Reputation: 369
I'm reading a large tsv file (~40G) and trying to prune it by reading line by line and print only certain lines to a new file. However, I keep getting the following exception:
java.lang.OutOfMemoryError: Java heap space
at java.util.Arrays.copyOf(Arrays.java:2894)
at java.lang.AbstractStringBuilder.expandCapacity(AbstractStringBuilder.java:117)
at java.lang.AbstractStringBuilder.append(AbstractStringBuilder.java:532)
at java.lang.StringBuffer.append(StringBuffer.java:323)
at java.io.BufferedReader.readLine(BufferedReader.java:362)
at java.io.BufferedReader.readLine(BufferedReader.java:379)
Below is the main part of the code. I specified the buffer size to be 8192 just in case. Doesn't Java clear the buffer once the buffer size limit is reached? I don't see what may cause the large memory usage here. I tried to increase the heap size but it didn't make any difference (machine with 4GB RAM). I also tried flushing the output file every X lines but it didn't help either. I'm thinking maybe I need to make calls to the GC but it doesn't sound right.
Any thoughts? Thanks a lot. BTW - I know I should call trim() only once, store it, and then use it.

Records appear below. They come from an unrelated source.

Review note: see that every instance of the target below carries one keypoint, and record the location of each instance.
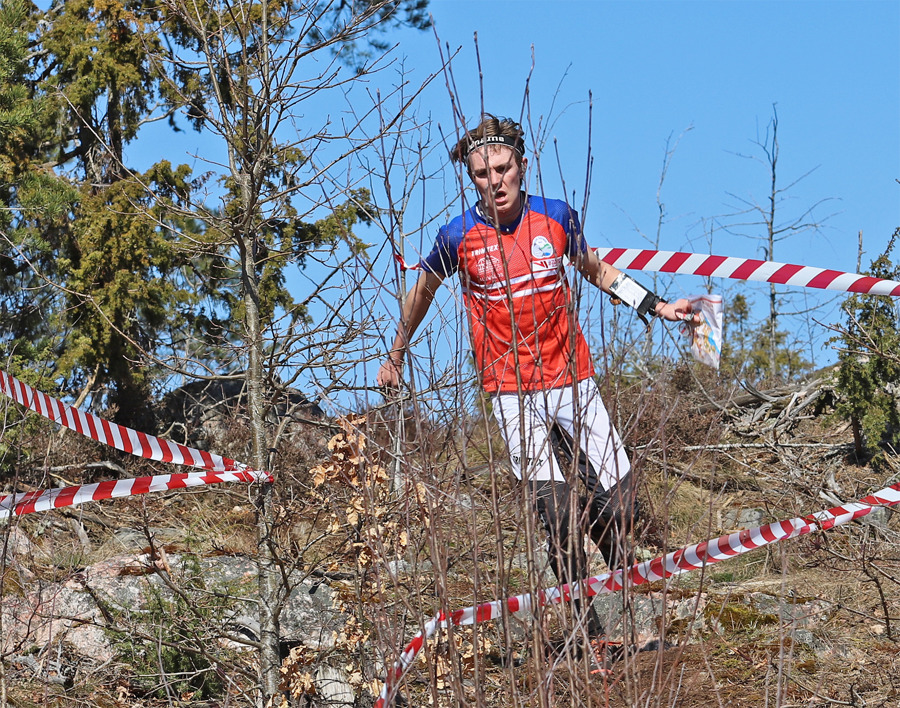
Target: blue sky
(623, 81)
(702, 80)
(657, 69)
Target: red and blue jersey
(525, 333)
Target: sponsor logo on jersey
(479, 251)
(541, 247)
(548, 263)
(488, 269)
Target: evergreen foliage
(868, 380)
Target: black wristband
(648, 305)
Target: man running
(530, 354)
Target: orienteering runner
(531, 357)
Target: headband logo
(514, 143)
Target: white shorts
(525, 421)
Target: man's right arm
(418, 300)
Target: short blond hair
(491, 131)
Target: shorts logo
(541, 247)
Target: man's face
(498, 180)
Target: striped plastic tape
(679, 262)
(216, 468)
(681, 561)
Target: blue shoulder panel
(566, 217)
(444, 257)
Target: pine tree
(868, 380)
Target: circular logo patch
(541, 247)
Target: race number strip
(217, 468)
(746, 269)
(680, 561)
(736, 268)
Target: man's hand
(389, 373)
(678, 311)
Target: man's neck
(504, 222)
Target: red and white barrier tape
(736, 268)
(746, 269)
(680, 561)
(218, 468)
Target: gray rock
(117, 591)
(333, 687)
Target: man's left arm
(623, 287)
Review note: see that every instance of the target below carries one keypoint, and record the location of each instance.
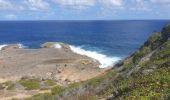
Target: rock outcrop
(52, 61)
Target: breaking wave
(105, 61)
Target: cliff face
(143, 75)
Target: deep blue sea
(111, 38)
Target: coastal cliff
(143, 75)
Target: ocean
(106, 41)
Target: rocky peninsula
(52, 61)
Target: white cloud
(11, 16)
(76, 3)
(161, 1)
(4, 4)
(112, 2)
(37, 5)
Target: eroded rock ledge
(52, 61)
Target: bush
(30, 84)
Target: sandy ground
(54, 63)
(60, 64)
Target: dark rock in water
(166, 32)
(57, 45)
(11, 46)
(1, 86)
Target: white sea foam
(104, 60)
(58, 46)
(1, 46)
(19, 45)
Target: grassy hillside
(143, 75)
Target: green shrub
(57, 90)
(30, 84)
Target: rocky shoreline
(53, 60)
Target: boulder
(57, 45)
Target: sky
(84, 9)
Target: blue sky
(84, 9)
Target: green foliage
(50, 82)
(10, 85)
(45, 96)
(57, 90)
(30, 84)
(138, 55)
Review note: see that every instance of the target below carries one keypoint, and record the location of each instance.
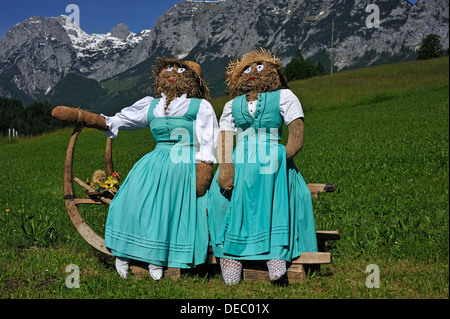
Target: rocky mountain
(38, 53)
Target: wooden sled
(253, 271)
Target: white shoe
(122, 266)
(156, 272)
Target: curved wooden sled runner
(253, 271)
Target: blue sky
(96, 16)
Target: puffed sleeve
(226, 121)
(206, 129)
(290, 106)
(130, 118)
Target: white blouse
(135, 117)
(290, 109)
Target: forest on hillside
(34, 119)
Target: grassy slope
(379, 134)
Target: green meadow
(380, 134)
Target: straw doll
(259, 205)
(156, 215)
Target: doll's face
(177, 80)
(258, 77)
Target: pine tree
(430, 47)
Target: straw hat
(235, 68)
(163, 62)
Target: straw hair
(236, 68)
(162, 62)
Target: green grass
(380, 134)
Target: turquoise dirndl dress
(156, 216)
(269, 213)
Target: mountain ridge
(39, 52)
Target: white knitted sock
(277, 268)
(231, 270)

Set<String> set = new HashSet<String>();
set.add("A-B");
...
...
static public void main(String[] args) throws Exception
{
BufferedReader reader = new BufferedReader(new InputStreamReader(new FileInputStream(inputFile),"UTF-8"), 8192);
PrintStream output = new PrintStream(outputFile, "UTF-8");
String line = reader.readLine();
while(line!=null){
String[] fields = line.split("\t");
if( set.contains(fields[0].trim()+"-"+fields[1].trim()) )
output.println((fields[0].trim()+"-"+fields[1].trim()));
line = reader.readLine();
}
output.close();
}
Upvotes: 7
Views: 18025
Reputation: 13041
One possibility is that you are running out of heap space during a garbage collection. The Hotspot JVM uses a parallel collector by default, which means that your application can possibly allocate objects faster than the collector can reclaim them. I have been able to cause an OutOfMemoryError with supposedly only 10K live (small) objects, by rapidly allocating and discarding.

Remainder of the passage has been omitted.